Pour l'Union mondiale des oulémas musulmans, installée au Qatar et présidée par le prédicateur Youssef Al-Qaradaoui, considéré comme l'éminence grise des Frères musulmans, il n'est "ni raisonnable, ni logique, ni sage" de publier de nouveaux dessins "offensant le prophète ou attaquant l'islam".
Les médias algériens lancent un "Nous sommes Mahomet"
Les médias des différents pays musulmans ont eux aussi montré leur mécontentement après la publication du nouveau Charlie Hebdo. En Algérie, les deux grands quotidiens arabophones Echorouk et Ennahar titrent tous les deux sur le slogan "Nous sommes tous Mahomet" pour répondre aux caricatures du prophète, relève le blog Visa pour l'Algérie du Figaro.
La une d'Echorouk consiste ainsi en un dessin d'un homme brandissant une pancarte "Je suis Charlie", à côté d'un char de combat écrasant des pancartes où sont écrits "Palestine", "Mali", "Gaza", "Irak" et "Syrie". Le journal pointe ainsi "le parti-pris des Français quand il s'agit de drames les touchant directement", analyse le blog.
#Algérie Et celle d'@EchoroukJournal Voir #TP #Charlie pic.twitter.com/JLhd4CLp1r
— Mélanie Matarese ✒️ (@melalger) January 14, 2015
De son côté, Ennahar publie sur sa première page une photo d'une main tenant un papier "Nous sommes tous Mohamed" [le prophète] en français.
La Une d Ennahar ce matin #algerie pic.twitter.com/LIpf6gljif
— Mélanie Matarese ✒️ (@melalger) January 14, 2015
La justice turque bloque la diffusion des caricatures sur le web
En Turquie, le nouveau Charlie Hebdo fait également débat.
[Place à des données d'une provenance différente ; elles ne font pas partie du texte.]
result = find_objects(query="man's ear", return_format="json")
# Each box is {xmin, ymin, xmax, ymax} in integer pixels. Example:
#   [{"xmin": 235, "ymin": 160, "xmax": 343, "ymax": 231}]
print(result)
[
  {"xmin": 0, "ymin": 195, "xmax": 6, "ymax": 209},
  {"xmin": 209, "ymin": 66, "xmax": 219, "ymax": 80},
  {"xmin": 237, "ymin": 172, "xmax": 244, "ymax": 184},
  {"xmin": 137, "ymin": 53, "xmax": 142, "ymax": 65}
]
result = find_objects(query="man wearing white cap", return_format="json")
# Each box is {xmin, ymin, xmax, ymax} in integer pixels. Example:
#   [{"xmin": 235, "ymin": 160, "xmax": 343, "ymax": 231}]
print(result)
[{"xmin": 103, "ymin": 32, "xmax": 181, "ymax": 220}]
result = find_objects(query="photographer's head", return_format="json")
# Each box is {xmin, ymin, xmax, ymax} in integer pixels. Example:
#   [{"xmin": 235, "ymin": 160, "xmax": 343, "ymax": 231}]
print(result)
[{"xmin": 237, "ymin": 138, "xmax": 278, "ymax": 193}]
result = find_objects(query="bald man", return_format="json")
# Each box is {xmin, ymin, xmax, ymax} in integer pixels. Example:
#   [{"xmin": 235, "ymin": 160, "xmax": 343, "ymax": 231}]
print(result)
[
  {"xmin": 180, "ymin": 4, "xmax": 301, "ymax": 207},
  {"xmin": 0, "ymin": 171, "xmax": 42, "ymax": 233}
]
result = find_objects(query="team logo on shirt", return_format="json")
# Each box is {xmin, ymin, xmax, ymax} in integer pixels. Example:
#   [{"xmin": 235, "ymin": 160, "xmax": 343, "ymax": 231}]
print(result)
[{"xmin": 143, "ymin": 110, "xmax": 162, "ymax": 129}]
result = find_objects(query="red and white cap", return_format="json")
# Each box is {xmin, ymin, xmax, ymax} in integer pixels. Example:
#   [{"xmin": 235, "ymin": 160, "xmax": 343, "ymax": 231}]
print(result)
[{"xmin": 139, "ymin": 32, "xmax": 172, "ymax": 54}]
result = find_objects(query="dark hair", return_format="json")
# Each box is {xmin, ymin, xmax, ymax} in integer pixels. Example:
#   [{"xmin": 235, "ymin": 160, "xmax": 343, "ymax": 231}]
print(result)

Seul contre tous, le quotidien Cumhuriyet, journal d'opposition laïque, a publié des extraits du dernier numéro. En réponse, la justice turque a interdit, mercredi, la diffusion sur internet de la caricature du prophète Mahomet dessinée par Luz.
Quelques heures après la sortie dans les kiosques de l'hebdomadaire français, un tribunal de Diyarbakir (sud-est du pays) a ordonné le blocage en Turquie de toutes les pages web reproduisant cette une. "La liberté d'expression n'autorise personne à dire tout ce qu'il veut", argumente le tribunal. Selon lui, "les mots, écrits, dessins et publications qui dénigrent les valeurs religieuses et le prophète constituent une insulte pour les croyants".